Сколько времени выходило «Возрождение», я чем точно сказать не могу. Думаю, что после ряда не чем приятных столкновений с цензурою, оно было закрыто уже к осени. Попытка его возобновить, в качестве «Сына отечества», увенчаться успехом, конечно, не могла. Очень быстро «Сына отечества» постигла та же участь, что и «Возрождение».
В закрытии нашей газеты сыграл значительную роль Валерий Брюсов, бывший редактор модернистически-аполитических «Весов» и либеральной «Русской мысли». Это обстоятельство в свое время не только удивило, но и потрясло меня. Лишь недавно после прочтения опубликованной в советском «Литературном наследстве» интереснейшей переписки между Брюсовым и Горьким от 1905-го года, я как будто понял, как это могло случиться. В этой переписке утонченнейший эстет, поклонник французского символизма, прилежный исследователь древних культур, большой библиофил и библиограф, Брюсов с пеною у рта проповедует разгром тех самых музеев и библиотек, в которых он, по собственному признанию, привык с наслаждением работать.
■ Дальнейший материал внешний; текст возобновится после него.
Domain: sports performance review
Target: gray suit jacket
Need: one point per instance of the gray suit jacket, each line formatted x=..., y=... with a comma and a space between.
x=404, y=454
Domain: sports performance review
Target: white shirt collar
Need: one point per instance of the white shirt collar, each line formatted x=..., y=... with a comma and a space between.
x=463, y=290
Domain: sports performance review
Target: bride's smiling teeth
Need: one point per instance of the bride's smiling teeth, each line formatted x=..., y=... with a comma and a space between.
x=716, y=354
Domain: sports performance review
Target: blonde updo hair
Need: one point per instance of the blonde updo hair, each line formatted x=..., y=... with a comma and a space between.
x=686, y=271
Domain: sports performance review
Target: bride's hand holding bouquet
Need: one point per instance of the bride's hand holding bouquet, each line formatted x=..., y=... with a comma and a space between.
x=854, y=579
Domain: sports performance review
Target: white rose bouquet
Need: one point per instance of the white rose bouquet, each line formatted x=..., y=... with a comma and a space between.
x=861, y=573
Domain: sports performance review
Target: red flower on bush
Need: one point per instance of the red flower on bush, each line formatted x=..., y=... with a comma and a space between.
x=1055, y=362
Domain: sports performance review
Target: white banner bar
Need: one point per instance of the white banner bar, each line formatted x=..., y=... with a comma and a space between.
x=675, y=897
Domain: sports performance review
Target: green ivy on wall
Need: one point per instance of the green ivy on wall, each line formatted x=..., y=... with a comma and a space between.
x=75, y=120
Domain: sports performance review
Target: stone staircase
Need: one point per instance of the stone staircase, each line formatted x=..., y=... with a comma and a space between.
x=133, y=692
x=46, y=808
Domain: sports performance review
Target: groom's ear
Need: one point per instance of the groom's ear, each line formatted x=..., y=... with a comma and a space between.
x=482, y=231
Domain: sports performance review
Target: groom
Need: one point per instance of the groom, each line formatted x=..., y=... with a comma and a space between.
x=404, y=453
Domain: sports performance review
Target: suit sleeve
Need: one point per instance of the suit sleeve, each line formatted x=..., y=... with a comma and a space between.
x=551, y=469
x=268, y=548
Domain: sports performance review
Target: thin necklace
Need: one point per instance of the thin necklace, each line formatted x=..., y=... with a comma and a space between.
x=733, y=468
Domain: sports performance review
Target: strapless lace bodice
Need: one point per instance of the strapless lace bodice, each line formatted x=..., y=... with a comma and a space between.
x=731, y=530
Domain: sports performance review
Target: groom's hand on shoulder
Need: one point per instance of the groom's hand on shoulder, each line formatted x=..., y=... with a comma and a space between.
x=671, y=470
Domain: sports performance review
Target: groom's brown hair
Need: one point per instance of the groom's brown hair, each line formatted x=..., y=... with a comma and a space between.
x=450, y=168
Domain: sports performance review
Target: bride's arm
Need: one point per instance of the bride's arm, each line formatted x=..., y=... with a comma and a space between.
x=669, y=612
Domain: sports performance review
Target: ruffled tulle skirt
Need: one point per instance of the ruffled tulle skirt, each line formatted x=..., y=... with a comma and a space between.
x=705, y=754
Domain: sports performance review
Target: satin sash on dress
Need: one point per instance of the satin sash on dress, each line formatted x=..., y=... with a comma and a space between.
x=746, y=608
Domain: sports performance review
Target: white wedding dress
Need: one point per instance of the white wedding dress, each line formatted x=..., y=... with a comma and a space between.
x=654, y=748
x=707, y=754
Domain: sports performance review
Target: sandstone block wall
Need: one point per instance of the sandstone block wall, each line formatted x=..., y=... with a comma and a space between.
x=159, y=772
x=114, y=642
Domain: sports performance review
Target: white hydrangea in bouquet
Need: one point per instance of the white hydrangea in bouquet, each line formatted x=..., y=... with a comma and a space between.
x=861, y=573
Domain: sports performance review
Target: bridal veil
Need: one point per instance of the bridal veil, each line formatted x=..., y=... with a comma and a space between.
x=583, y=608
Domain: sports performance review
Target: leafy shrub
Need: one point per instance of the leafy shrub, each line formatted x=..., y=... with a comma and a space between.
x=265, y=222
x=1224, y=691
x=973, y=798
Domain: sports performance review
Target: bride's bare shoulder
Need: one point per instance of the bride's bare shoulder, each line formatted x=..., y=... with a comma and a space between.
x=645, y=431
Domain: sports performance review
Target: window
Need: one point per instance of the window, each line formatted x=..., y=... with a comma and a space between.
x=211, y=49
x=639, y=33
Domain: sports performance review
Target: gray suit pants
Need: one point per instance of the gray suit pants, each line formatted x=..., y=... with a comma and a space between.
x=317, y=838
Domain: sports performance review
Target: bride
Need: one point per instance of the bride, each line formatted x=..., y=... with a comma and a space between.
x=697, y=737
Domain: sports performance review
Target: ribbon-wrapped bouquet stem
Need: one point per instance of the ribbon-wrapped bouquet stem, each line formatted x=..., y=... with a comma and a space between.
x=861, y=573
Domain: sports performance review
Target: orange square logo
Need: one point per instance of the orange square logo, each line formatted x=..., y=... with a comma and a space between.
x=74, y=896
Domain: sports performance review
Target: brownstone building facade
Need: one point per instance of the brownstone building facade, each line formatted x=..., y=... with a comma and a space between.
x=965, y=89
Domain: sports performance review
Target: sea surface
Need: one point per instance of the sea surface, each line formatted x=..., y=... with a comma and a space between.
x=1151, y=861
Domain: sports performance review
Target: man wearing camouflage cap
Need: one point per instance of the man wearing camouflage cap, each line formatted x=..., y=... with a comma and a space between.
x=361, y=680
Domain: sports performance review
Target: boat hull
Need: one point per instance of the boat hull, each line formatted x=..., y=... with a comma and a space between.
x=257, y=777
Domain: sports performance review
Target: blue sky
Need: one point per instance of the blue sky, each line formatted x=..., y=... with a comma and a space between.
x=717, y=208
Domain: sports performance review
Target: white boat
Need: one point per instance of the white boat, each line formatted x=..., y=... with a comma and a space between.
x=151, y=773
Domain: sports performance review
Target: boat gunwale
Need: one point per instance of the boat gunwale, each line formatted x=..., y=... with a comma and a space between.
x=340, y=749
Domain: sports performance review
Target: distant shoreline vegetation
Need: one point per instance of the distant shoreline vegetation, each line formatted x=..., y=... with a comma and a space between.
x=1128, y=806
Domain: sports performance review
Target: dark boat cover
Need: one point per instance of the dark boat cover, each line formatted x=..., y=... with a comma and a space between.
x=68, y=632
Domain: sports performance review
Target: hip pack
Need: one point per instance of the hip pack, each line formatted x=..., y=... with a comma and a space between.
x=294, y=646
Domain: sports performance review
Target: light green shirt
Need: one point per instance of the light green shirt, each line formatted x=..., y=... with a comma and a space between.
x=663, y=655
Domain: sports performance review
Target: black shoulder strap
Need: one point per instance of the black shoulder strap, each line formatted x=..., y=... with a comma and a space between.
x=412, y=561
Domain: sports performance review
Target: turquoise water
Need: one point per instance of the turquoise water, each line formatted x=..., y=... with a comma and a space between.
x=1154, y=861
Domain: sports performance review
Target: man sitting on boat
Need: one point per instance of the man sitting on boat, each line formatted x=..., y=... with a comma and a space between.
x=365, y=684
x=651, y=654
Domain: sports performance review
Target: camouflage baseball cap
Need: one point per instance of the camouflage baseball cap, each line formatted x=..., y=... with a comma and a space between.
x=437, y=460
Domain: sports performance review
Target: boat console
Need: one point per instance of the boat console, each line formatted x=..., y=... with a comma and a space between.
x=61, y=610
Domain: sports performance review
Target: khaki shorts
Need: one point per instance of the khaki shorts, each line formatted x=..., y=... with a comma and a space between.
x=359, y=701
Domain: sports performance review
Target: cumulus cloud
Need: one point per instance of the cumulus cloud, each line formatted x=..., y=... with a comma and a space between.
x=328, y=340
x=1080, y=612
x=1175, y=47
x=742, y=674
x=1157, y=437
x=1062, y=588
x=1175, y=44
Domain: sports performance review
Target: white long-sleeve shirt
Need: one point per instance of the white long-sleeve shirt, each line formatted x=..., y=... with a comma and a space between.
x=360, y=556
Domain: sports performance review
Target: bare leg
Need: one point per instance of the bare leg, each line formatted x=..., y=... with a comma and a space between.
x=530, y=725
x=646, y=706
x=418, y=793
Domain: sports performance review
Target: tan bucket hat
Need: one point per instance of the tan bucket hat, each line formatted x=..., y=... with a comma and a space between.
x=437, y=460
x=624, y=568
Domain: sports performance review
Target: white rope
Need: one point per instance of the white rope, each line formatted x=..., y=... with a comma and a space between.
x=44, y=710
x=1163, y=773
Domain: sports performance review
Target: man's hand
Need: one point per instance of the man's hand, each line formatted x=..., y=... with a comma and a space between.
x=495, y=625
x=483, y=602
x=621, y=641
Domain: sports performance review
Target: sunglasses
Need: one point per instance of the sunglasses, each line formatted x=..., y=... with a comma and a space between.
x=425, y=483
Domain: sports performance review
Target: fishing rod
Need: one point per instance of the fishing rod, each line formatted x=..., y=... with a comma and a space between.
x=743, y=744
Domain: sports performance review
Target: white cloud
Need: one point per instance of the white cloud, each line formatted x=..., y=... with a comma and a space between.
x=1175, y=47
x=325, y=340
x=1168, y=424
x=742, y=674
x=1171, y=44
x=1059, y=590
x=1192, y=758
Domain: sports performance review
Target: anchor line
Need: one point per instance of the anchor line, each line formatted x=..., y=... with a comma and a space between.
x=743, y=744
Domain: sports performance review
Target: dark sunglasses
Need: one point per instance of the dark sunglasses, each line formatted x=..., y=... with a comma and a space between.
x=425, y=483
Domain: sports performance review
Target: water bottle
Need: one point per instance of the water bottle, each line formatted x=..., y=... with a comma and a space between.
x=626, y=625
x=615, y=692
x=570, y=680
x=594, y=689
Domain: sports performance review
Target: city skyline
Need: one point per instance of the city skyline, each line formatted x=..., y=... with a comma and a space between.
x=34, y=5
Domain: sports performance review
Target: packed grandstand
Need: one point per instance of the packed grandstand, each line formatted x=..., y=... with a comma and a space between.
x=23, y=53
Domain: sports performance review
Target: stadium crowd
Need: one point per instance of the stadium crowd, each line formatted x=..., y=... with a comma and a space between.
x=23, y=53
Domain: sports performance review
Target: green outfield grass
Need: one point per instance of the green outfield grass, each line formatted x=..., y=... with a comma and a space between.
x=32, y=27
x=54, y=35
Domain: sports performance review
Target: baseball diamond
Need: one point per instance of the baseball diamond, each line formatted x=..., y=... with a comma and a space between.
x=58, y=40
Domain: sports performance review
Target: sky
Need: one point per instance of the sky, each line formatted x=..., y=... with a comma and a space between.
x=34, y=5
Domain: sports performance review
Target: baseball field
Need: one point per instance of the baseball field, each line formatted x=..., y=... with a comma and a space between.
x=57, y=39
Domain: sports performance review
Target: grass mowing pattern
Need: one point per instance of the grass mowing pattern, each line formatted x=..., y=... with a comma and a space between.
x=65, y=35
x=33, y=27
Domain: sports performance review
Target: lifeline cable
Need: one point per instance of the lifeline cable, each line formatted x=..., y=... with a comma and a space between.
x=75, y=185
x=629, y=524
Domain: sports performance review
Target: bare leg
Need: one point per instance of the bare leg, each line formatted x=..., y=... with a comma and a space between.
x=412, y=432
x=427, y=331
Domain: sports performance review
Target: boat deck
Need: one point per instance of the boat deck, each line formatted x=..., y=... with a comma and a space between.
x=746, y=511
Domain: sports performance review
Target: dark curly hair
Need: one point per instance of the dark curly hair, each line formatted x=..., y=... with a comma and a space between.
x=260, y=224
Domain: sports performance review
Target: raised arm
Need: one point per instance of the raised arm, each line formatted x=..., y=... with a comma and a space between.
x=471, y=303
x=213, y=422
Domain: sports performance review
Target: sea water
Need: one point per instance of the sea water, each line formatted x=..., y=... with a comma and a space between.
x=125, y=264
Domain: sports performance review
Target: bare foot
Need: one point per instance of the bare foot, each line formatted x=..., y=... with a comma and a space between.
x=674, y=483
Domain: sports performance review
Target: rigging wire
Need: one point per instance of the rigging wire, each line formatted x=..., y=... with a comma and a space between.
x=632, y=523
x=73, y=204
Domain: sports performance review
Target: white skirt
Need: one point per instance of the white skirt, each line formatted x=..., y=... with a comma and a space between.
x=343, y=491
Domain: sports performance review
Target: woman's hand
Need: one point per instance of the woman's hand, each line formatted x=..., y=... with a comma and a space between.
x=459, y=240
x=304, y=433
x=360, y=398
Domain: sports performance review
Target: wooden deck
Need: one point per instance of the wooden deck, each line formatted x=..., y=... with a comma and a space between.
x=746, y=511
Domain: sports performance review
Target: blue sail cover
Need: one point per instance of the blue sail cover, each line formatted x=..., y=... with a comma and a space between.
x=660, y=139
«Его, – пишет Брюсов, имея в виду весь дореволюционный строй нашей жизни, – я ненавижу, ненавижу и презираю. Лучшие мои мечты о днях, когда все это будет сокрушено. О, как весело возьмусь я за топор, чтобы громить хоть свой собственный дом, буду жечь и свои книги»… В том же письме находится и переложение этих погромных желаний в типично брюсовские, но не по-брюсовски слабые стихи:
С чего это? Какой, хочется спросить, белены объелся Брюсов? Ведь он не Блок и не Белый, в Бакунинской мистике разрушения, в религиозном иконоборчестве его не заподозришь. Что же это? Купеческое варварство, российское хулиганство, или головной футуризм? Не знаю. Знаю только то, что, чем больше занимаюсь историей нашей революции, тем больше нахожу в ней скрытых большевиков.
Во что обошелся Брюсову переход от теоретической проповеди скифского погрома к его практически-полицейскому осуществлению в должности советского цензора, решить трудно. Но, что он обошелся ему все же очень дорого, говорит то, что Брюсов-поэт не написал в Советской России ничего достойного себя, а Брюсов-чиновник покончил жизнь самоубийством.
В посвященном Брюсову некрологе Ходасевич сообщает, что в ящике письменного стола советского цензора Брюсова был найден морфий и ржавый шприц, завернутый в окровавленную газетную бумагу.
Моралисты всех эпох и народов всегда призывали к подавлению страстей. В моей душе всю жизнь жили две страсти: лошади и театр. Никогда безоглядно не отдаваясь им, я никогда не гнал их от себя. Раскаиваться в этом не имею ни малейшего основания: если бы не эти страсти, моя жизнь в годы революции вряд ли сложилась бы так удачно, как оно случилось.
Еще на литературных вечерах в доме Гуриных мы с братом познакомились с талантливым учеником Московского театрального училища Михаилом Францевичем Лениным.